Apache CarbonData Dev Mailing List archive

Re: GC problem and performance refine problem

Posted by Anning Luo-2 on Nov 16, 2016; 2:42am
URL: http://apache-carbondata-dev-mailing-list-archive.168.s1.nabble.com/GC-problem-and-performance-refine-problem-tp2844p2923.html

Hi Kumar Vishal,

1. I found the quantity of rows filtered out by invert index is not uniform between different tasks and the difference is large. Some task may be 3~4k row after filtered, but the longer tasks may be 3~4w. When most longer task on same node, time cost will be more longer than others. So, is there any way to balance the data and make rows distribute uniform between task?

Now, the blocklet size is still 120k rows. 3k+ blocket in total. Every task has 6 blocket.

2. I upload some logs last time. Is there some access problem about it? Is there any suggest or question about it?
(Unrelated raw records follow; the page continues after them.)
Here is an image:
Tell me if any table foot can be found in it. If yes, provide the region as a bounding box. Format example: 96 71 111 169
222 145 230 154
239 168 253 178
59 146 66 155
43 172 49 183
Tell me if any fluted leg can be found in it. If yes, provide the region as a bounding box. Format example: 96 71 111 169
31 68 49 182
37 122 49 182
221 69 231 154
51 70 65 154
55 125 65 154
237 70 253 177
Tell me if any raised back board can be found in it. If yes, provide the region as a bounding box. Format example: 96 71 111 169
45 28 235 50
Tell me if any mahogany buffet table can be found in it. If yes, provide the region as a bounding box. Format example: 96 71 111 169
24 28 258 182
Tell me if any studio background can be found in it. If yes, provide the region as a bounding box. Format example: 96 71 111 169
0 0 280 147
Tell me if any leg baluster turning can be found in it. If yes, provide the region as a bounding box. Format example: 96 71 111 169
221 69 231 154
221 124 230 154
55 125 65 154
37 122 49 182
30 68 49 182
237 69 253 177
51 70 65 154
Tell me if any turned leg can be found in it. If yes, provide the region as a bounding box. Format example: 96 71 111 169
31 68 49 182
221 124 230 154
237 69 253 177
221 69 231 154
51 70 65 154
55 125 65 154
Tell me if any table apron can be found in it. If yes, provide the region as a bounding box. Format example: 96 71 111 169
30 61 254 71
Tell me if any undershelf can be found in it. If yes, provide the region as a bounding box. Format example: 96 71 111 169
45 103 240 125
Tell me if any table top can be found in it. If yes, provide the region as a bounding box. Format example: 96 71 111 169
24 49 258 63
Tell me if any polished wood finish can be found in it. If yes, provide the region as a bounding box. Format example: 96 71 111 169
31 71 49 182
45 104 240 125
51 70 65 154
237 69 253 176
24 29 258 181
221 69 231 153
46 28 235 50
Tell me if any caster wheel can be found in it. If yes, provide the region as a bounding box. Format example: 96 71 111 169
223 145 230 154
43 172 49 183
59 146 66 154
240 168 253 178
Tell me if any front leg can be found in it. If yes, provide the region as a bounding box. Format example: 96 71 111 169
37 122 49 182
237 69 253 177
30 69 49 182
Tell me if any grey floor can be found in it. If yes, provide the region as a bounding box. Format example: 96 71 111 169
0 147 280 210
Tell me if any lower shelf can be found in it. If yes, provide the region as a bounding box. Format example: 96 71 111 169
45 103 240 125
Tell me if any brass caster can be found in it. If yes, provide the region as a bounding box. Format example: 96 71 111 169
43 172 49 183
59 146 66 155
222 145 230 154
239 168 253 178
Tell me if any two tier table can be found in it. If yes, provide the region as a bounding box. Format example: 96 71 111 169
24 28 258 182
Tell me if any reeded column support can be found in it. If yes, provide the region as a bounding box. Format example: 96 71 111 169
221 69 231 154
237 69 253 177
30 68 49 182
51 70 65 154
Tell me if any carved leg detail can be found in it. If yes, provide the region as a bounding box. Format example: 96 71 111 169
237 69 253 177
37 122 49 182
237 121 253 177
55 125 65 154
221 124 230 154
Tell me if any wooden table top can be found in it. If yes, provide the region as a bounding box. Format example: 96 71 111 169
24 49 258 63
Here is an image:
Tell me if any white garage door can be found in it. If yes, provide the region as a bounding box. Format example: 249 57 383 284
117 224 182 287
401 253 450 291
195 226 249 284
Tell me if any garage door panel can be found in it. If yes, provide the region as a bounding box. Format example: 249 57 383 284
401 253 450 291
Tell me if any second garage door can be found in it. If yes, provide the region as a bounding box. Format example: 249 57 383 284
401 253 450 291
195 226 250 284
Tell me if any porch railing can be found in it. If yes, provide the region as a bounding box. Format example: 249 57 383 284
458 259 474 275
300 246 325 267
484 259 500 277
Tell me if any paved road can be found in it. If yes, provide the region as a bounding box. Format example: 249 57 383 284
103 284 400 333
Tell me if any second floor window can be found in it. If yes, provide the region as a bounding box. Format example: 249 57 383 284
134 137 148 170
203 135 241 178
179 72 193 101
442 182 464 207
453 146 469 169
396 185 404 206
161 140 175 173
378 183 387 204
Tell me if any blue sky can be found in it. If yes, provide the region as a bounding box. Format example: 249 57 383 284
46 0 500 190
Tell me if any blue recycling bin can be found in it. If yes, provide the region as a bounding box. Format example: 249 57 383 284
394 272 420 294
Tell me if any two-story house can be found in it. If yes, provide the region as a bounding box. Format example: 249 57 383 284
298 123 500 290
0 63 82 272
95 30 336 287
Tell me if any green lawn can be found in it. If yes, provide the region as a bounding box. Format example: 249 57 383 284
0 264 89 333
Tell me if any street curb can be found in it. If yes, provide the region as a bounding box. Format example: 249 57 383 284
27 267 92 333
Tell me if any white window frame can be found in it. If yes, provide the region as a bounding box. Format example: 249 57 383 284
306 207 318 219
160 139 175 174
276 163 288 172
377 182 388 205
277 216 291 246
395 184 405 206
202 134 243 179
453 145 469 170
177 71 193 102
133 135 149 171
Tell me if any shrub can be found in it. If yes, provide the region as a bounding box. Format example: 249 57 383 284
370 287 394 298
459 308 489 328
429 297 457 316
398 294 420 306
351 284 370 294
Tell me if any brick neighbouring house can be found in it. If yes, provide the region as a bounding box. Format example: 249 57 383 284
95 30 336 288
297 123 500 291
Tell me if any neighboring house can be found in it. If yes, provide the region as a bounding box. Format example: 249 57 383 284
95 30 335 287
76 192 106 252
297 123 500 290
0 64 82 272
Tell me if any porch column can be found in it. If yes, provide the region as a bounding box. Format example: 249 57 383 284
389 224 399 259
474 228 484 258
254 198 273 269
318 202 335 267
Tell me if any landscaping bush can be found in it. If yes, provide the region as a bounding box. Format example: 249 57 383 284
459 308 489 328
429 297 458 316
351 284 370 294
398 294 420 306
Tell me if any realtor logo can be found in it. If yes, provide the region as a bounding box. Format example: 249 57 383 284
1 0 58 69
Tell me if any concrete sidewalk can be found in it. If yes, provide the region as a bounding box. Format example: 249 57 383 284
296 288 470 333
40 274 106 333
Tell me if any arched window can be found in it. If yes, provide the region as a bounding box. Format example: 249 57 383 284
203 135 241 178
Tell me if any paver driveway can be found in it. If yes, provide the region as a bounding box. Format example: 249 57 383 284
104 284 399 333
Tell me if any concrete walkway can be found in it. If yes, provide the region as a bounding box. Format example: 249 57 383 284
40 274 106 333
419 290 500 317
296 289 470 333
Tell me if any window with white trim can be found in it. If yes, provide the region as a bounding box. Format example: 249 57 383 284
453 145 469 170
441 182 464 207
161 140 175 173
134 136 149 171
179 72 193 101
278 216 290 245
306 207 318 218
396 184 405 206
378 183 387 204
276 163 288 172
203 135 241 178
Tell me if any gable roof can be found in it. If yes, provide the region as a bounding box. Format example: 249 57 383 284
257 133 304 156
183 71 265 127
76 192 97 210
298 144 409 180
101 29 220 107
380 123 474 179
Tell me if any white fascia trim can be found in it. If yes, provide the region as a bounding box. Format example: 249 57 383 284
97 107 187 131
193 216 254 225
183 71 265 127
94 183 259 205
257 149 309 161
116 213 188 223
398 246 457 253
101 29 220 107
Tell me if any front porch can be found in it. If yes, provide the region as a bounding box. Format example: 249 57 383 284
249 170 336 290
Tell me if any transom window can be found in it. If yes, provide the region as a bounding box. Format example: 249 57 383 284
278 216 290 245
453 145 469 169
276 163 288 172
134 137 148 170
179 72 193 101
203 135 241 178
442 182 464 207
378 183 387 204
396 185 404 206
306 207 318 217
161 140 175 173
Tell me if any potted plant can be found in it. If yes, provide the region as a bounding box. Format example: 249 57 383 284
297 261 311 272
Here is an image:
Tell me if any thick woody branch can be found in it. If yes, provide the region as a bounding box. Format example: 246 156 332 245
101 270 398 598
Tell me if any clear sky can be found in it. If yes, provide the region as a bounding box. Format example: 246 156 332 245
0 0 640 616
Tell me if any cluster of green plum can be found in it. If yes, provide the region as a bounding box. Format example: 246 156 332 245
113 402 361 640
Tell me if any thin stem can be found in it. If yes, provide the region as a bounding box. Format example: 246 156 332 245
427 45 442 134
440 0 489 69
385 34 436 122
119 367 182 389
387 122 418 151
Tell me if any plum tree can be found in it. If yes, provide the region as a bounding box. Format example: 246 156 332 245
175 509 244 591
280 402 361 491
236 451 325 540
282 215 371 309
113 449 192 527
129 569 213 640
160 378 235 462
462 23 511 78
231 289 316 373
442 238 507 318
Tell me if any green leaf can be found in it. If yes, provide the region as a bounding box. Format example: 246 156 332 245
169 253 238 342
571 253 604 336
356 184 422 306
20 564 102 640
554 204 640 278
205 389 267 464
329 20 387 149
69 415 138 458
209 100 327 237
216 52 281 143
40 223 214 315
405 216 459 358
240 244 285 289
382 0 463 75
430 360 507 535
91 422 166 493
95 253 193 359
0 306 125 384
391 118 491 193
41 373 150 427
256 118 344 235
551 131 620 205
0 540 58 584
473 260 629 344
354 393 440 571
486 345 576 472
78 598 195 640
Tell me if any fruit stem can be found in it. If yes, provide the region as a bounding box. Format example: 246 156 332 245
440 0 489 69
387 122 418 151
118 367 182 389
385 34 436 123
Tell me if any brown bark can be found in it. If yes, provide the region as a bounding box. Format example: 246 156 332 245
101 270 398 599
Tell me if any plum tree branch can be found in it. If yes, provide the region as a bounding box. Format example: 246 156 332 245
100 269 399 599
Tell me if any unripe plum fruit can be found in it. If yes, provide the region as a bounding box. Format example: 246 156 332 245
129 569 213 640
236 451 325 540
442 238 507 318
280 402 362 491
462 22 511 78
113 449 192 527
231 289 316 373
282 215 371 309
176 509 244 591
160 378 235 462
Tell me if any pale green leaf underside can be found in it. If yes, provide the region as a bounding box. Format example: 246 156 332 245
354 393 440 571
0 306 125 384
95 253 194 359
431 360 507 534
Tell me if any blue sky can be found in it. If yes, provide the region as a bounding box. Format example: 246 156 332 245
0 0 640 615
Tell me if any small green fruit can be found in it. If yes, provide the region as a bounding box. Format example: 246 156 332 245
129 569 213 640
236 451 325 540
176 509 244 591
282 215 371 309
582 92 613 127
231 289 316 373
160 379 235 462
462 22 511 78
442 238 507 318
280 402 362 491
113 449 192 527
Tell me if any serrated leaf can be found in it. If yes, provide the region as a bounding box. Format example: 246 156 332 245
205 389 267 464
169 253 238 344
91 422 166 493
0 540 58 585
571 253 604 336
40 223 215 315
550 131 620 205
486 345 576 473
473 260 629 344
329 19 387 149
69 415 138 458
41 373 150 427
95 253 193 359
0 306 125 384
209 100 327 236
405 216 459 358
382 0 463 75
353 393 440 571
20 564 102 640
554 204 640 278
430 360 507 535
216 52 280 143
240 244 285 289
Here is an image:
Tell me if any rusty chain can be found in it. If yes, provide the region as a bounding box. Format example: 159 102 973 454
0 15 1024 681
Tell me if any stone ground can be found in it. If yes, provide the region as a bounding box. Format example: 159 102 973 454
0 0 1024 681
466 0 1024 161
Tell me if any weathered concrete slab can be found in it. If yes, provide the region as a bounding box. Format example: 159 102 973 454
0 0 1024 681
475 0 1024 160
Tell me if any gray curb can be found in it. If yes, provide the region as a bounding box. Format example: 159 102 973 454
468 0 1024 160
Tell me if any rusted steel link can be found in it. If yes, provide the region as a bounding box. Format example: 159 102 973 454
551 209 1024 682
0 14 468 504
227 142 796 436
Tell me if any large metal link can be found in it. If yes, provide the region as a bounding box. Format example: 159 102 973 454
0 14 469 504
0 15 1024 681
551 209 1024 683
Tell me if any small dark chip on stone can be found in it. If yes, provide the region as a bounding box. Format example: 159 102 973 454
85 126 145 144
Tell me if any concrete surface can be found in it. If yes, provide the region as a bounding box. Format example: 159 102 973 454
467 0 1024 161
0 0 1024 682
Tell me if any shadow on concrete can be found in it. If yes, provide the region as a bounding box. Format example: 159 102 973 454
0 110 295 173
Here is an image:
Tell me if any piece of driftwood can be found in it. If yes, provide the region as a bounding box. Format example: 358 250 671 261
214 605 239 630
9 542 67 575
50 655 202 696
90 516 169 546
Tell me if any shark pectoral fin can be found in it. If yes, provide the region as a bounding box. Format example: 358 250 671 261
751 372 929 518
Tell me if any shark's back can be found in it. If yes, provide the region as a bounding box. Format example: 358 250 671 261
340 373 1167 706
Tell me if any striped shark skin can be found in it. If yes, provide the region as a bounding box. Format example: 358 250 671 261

2016-11-14 11:29 GMT+08:00 An Lan <[hidden email]>:

Hi Kumar Vishal,

Driver and some executor logs are in the accessory. The same query run for five times.

Time consume for every query:

67068ms, 45758ms, 26497ms, 22619ms, 21504ms

The first stage for every query:

(first query -> start from 0 stage

second query -> 4

third query -> 8

fourth query -> 12

five query -> 16)

see "first stage of queries.png" in accessory

Longest task for every query:

(Task and log relationship:

stage 0, task 249 -> 1.log

stage 4, task 420 -> 2.log

stage 8, task 195 -> 3.log

stage 12, task 350 -> 4.log

stage 16, task 321 -> 5.log)
see "longest task.png" in accessory

longest tasks.png

first stage of queries.png

dirverlog

1.log

2.log

3.log

4.log

5.log

2016-11-14 11:22 GMT+08:00 An Lan <[hidden email]>:

Hi,

Driver and some executor logs are in the accessory. The same query run for five times.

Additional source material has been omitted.